To convert decimals into fractions, you need to understand the place value of the digits in the decimal number. Consider the decimal 0.15. The "1" is in the tenths place, and the "5" is in the hundredths place. Therefore, 0.15 is equivalent to 15 hundredths, or \(\frac{15}{100}\). This process is straightforward for any decimal:

• Identify the last digit's place value. In 0.15, it's the hundredths place.
• Write the decimal as a fraction. Here, 0.15 becomes \(\frac{15}{100}\).
• If needed, simplify the fraction, which we'll discuss in the next section.

By converting a decimal to a fraction, you make it easier to perform operations such as multiplication and division, especially when dealing with whole numbers.
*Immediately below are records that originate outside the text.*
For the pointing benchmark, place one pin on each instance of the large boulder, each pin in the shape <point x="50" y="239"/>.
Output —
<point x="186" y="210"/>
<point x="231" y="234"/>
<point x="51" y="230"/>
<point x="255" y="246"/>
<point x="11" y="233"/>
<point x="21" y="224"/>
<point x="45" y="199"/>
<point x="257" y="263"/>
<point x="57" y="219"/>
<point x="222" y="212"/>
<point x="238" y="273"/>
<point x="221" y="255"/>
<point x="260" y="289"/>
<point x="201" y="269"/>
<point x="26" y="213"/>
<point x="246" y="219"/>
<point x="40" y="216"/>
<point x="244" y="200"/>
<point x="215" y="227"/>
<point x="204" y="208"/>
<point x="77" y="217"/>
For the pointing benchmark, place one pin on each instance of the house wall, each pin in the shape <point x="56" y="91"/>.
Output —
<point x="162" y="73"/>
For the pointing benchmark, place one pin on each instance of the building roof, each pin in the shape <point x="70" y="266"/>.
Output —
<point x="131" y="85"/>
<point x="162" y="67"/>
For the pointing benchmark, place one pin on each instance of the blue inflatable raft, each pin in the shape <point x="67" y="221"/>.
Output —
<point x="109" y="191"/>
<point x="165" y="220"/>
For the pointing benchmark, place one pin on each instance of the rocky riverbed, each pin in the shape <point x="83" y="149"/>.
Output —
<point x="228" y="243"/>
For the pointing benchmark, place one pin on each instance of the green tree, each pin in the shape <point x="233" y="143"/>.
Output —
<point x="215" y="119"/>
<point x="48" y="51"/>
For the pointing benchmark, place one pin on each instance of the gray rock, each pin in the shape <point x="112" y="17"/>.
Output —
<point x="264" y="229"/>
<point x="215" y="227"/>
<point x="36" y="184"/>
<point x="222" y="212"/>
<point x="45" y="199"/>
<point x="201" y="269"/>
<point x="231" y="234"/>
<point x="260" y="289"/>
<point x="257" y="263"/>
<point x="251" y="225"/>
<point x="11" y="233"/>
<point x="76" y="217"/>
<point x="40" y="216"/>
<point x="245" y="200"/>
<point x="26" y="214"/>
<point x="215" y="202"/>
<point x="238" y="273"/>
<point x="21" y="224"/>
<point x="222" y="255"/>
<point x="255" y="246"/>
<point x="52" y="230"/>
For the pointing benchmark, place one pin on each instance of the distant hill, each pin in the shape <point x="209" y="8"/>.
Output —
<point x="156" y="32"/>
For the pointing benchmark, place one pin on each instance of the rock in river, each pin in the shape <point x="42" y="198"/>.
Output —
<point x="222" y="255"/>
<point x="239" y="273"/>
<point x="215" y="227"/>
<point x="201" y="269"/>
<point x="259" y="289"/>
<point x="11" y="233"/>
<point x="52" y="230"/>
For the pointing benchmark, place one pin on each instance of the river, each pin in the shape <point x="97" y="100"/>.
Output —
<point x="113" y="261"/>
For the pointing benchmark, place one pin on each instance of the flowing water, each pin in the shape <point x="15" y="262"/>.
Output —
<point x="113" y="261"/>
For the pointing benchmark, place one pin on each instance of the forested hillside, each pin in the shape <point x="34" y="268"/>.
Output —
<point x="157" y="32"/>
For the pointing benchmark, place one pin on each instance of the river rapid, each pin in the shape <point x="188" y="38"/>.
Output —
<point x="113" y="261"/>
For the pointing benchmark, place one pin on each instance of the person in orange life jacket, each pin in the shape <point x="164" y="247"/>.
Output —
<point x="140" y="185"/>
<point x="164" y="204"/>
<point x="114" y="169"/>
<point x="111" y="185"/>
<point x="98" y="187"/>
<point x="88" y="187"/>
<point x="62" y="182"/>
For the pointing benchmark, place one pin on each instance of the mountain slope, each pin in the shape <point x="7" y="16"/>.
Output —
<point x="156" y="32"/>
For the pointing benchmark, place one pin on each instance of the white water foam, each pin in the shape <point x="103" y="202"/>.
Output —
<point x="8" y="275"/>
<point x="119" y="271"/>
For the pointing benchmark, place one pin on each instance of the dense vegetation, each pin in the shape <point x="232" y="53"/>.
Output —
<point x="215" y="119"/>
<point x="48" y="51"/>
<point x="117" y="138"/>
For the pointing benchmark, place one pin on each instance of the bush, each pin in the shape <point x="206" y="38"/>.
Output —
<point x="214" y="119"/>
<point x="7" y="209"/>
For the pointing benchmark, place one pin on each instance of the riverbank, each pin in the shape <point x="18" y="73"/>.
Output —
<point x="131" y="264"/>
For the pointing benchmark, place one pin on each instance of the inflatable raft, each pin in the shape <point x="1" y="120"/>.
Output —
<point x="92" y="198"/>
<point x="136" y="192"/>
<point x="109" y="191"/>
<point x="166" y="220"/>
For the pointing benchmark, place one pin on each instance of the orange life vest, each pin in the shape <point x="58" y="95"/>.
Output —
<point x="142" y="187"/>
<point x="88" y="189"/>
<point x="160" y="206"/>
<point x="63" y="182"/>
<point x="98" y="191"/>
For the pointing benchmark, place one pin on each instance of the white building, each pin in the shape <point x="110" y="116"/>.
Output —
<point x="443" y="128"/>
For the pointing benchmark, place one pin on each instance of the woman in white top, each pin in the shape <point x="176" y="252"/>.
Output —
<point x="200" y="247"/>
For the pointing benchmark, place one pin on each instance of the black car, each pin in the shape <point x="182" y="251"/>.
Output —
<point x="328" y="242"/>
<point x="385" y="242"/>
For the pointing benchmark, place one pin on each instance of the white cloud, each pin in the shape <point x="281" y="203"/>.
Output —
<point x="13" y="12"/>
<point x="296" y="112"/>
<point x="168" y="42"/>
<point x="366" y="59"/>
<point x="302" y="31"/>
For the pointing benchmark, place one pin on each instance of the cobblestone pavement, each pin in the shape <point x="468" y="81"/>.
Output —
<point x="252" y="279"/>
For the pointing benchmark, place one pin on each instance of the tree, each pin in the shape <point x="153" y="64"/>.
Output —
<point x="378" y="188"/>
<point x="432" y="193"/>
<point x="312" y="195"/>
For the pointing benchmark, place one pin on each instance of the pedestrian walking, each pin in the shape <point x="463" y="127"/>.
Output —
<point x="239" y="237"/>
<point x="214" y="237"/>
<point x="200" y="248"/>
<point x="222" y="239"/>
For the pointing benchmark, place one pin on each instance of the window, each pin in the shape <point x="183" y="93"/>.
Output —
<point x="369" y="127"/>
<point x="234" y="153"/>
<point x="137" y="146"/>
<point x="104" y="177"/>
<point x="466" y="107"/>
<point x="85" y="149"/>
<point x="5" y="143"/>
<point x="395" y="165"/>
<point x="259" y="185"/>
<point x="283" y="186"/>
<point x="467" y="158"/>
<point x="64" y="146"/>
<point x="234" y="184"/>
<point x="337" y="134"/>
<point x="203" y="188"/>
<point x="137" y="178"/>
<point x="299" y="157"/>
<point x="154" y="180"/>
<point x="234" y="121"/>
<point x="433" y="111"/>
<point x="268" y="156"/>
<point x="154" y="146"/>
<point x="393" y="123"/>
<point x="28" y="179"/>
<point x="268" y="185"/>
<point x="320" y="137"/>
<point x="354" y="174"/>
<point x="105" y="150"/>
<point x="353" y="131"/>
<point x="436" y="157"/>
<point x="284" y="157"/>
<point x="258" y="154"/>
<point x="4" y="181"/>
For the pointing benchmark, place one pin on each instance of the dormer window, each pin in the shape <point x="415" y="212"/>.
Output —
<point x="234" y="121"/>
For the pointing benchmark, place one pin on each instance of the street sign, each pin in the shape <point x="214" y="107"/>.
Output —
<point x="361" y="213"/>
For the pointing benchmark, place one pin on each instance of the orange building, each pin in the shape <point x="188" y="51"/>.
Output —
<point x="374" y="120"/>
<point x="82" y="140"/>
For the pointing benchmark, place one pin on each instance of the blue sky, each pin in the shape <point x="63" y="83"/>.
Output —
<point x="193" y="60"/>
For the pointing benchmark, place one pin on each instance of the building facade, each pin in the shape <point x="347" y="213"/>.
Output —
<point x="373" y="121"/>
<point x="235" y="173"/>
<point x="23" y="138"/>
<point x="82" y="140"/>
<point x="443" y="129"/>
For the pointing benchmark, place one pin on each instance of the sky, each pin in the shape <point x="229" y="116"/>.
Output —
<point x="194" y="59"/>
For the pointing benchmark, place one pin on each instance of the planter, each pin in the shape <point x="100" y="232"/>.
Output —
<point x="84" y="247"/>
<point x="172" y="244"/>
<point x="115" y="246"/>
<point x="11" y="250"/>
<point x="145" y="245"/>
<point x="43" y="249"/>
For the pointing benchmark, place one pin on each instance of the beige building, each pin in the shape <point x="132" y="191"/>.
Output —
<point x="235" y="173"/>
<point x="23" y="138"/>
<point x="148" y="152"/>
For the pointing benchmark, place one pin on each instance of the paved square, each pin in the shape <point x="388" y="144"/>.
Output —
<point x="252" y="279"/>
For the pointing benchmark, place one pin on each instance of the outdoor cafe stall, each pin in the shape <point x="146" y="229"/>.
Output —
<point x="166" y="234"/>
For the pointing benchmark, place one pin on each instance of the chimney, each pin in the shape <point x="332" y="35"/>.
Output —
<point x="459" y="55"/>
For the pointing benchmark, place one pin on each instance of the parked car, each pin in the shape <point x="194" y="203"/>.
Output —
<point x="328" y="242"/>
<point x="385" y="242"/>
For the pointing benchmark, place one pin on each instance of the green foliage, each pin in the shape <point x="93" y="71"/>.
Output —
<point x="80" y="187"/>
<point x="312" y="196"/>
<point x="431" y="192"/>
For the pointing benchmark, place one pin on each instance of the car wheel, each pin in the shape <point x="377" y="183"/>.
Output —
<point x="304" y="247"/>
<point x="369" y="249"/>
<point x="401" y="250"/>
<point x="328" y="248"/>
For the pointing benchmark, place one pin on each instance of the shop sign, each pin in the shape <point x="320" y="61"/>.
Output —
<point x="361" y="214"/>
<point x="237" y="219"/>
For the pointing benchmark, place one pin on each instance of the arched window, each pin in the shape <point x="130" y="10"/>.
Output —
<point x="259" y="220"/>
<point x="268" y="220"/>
Simplifying fractions means reducing them to their simplest form. This is done by finding the greatest common divisor (GCD) of the numerator and the denominator. Looking at \(\frac{15}{100}\), both 15 and 100 can be divided by 5, the GCD:

• Divide 15 by 5 to get 3.
• Divide 100 by 5 to get 20.

So \(\frac{15}{100}\) simplifies to \(\frac{3}{20}\). Simplified fractions are easier to work with and understand. Always check to see if both numerator and denominator can be reduced further by exploring their divisors. This simplification helps not just in calculations but also in understanding proportions and comparing fractions easily.

An improper fraction has a numerator larger than its denominator, indicating that the value of the fraction is greater than one. For example, \(\frac{189}{20}\) from our multiplication result is an improper fraction because 189 (numerator) is larger than 20 (denominator).

Improper fractions are handled differently:

• They can be left as they are for certain calculations or when needing exact values.
• Often, they are converted to mixed numbers to better represent their value, especially when used in real-world contexts or additional operations.

Understanding improper fractions is important as they frequently appear in results, especially after multiplying fractions by whole numbers.

When you have an improper fraction like \(\frac{189}{20}\), it's often converted to a mixed number because mixed numbers provide a clearer understanding of size and value. To convert an improper fraction to a mixed number:

• Perform division on the numerator by the denominator. Divide 189 by 20.
• The quotient, 9, is the whole number portion.
• The remainder, 9, becomes the numerator of the fractional part, resulting in \(9\frac{9}{20}\). The denominator remains 20.

Mixed numbers make it easy to visualize and interpret the quantity, combining whole numbers with fractional elements. For instance, 9\(\frac{9}{20}\) tells us the value is 9 and almost half of another whole, giving a more intuitive sense of scale.